Wstałam i udałam się za nimi .Poprowadzili mnie do pewnego obrazu .Nie za bardzo wiedziałam co to mi da , ale nic nie mówiłam.Gdy nagle powiedzieli w tym samym momencie :
-Bajeczne świecidełka .I obraz się otworzy ukazując w tym momencie korytarz.Rudzielcy przeprowadzili mnie nim tłumaczą , że ten otwiera się tuż przy Grubej Damie .Wyszliśmy i powiedzieliśmy :
-Fortuna Major ,a Gruba Dama otworzyła nam przejście do salonu.Udałam się szybko do pokoju pakując podręcznik i trzy czekoladowe żaby, a chłopcy zostali na dole czekając na mnie .Jedna dla mnie , a dwie dla chłopaków.Gdy tylko zeszłam ,wyszliśmy tym samym sposobem .Kiedy znajdowaliśmy się koło Wielkiej Sali wręczyłam chłopakom słodkości dziękując za tą przysługę.Bracia popatrzyli najpierw na żaby , a później na mnie i uśmiechnęli się i dziękowali mi za żaby.Miałam jeszcze 10 minut ,żeby dość na miejsce.
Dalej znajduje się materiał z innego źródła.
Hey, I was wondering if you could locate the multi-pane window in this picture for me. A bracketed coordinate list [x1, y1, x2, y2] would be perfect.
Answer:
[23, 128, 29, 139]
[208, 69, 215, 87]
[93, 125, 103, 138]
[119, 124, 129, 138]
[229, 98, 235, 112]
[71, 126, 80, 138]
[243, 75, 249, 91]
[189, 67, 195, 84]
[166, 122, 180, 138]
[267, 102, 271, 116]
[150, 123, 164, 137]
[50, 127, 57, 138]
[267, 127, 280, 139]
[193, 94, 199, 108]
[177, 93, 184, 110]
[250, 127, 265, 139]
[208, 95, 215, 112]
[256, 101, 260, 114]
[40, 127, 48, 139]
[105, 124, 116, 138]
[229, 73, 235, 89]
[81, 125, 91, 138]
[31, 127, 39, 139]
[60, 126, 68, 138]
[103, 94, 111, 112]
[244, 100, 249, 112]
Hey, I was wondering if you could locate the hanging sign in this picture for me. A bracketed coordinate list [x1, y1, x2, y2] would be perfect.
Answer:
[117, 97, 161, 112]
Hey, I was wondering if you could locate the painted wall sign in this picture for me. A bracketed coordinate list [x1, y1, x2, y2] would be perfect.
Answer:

Szłam w bardzo dobrym humorze i ujrzałam ,że przede mną znajduje się Harry z Ronem .Podbiegłam do nich .Rzuciłam ręce na ich ramiona.
Chłopacy popatrzyli na mnie i ucieszyli się z mojego towarzystwa .Takim sposobem doszliśmy do chatki naszego znajomego pół olbrzyma .Czekaliśmy na resztę , a ja nie mogłam się doczekać co Hagrid dla nas przygotował .
=====================================================================
Rozdział jest i to trochę przed czasem :) Mam nadzieje ,że wam się podoba.